Presentation Title:
“Plasma Structuring in the Polar Cap Ionosphere”
by
Keisuke Hosokawa
University of Electro-Communications, Tokyo, Japan
Time: 15:00-16:30, Mar. 07, 2016
Meeting Room: 208
Abstract:
We have been operating a highly sensitive all-sky EMCCD airglow imager in Longyearbyen, Norway since October 2011. The imager obtains the 630.0 nm all-sky images with an exposure time of 4 sec, which is about 10 times shorter than the conventional cooled CCD airglow imagers. This new equipment allows us to image the generation and structuring processes of polar cap patches in 2D fashion. I introduce two case examples in which patches were produced near the dayside cusp in a sequence of auroral transients (poleward moving auroral forms), and faint undulations appeared along the trailing edge of patches propagating in the central polar cap.

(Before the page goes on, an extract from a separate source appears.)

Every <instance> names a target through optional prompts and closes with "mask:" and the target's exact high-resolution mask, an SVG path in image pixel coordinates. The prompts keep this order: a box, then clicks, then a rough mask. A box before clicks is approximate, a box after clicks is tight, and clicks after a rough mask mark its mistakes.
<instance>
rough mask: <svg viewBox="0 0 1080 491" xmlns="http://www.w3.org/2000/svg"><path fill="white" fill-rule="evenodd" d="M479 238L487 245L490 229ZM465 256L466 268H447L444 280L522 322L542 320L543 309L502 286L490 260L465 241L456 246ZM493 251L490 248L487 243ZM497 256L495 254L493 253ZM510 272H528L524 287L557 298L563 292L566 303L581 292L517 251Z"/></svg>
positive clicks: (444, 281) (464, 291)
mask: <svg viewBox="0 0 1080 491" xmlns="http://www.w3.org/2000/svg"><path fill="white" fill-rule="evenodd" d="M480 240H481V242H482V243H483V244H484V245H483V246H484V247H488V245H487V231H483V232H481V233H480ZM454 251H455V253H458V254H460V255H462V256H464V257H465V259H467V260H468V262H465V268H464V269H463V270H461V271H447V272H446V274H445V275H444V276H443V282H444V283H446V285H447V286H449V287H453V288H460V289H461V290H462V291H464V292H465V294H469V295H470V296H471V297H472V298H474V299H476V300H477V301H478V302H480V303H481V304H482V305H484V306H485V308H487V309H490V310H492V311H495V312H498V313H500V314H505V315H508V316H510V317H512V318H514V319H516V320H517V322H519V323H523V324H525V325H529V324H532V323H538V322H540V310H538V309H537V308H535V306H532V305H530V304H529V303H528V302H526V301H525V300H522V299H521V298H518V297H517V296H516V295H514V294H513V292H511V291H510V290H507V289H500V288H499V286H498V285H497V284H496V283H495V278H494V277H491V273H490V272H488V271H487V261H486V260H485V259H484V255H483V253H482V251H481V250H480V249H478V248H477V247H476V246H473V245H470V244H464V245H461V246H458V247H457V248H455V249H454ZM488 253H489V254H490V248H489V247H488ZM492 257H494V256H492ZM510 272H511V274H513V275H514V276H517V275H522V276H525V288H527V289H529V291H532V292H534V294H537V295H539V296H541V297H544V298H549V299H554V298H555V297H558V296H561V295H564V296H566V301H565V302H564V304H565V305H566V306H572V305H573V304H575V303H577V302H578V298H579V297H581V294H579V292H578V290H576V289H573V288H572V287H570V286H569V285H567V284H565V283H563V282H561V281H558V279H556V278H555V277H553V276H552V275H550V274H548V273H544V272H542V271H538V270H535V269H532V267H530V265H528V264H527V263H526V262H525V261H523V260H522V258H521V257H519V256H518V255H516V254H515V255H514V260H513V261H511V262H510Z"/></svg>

These new observations are of particular importance in understanding/predicting the electron density perturbations affecting the trans-ionospheric satellite communications in the central polar cap.
Biography:
He got his Ph.D from Kyoto University, Kyoto Japan in 2003, and immediately after that he started working for the University of Electro-Communications in Tokyo. He have been working in the field of ground-based observations of various upper atmospheric phenomena in the high Arctic region. In particular, he have been operating two all-sky airglow imagers, one at Resolute Bay, Canada since January 2005, and the other in Longyearbyen, Norway since 2011. By using the data from these instruments, he have been studying dynamical characteristics of polar cap patches and polar cap aurorae.